Biblical preaching allows the variety of the text to determine the message, it does not rely on the preacher’s discretion to import other Scriptures to balance its message – making the sermon the product of the preacher’s understanding. It allows each passage to speak for itself, and then next time the next passage will speak for itself.
There’s a liberty in that, and a benefit for congregations who grow from hearing the variety of God’s word week by week rather than the preacher’s varying impression of what the congregation need to hear.
From Ray Ortlund.
My brother pastor, to preach with biblical fullness, rising above our biases, our best course is to preach through the Bible, passage by passage, letting each passage make its unique contribution, confident that over time the fullness of it all will serve people well with a clear vision of the Triune God. But let us never force a passage to say what we think it ought to have said and thus complicate the work of God.

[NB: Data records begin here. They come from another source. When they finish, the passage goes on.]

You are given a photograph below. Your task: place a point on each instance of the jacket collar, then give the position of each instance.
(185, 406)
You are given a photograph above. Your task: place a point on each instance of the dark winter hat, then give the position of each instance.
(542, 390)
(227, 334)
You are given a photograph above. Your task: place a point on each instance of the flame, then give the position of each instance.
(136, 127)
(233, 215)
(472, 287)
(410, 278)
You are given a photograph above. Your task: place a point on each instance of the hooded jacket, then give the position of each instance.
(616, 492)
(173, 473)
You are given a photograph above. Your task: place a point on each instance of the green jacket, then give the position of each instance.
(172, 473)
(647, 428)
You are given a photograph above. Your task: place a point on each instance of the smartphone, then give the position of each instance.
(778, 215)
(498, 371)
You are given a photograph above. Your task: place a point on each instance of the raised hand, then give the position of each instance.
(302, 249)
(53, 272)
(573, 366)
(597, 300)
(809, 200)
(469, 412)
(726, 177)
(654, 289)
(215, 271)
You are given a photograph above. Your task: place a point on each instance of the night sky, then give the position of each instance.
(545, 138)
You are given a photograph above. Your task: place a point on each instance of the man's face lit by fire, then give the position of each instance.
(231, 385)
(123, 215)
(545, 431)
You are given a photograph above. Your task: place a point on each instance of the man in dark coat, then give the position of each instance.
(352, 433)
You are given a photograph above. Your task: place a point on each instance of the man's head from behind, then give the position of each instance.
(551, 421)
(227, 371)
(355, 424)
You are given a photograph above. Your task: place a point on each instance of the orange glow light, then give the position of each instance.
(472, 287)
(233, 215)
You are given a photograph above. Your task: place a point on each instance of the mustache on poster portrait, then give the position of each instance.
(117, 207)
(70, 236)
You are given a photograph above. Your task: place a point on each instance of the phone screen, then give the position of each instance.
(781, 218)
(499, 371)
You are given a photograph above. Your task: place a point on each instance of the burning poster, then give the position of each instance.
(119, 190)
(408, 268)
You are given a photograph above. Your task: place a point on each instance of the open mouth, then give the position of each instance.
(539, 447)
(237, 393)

For example, if a biblical passage teaches imputed righteousness, let’s not “balance” it by inserting into the sermon a counter-emphasis on imparted righteousness. And if a passage teaches imparted righteousness, let’s not “balance” it with a forced counter-emphasis on imputed righteousness. That is not biblical preaching. And Scripture, not the categories of Systematic Theology, is our final authority.
Humility allows God to speak through his Word, yielding to him passage by passage, Sunday by Sunday, so that he enriches us with one precious gospel gift after another, each one a new facet of the many glories of Christ. This kind of preaching—oscillating, not vacillating—can raise up wise and healthy churches, not limited by any pet doctrine, but enlarged by the grandeur of Scripture.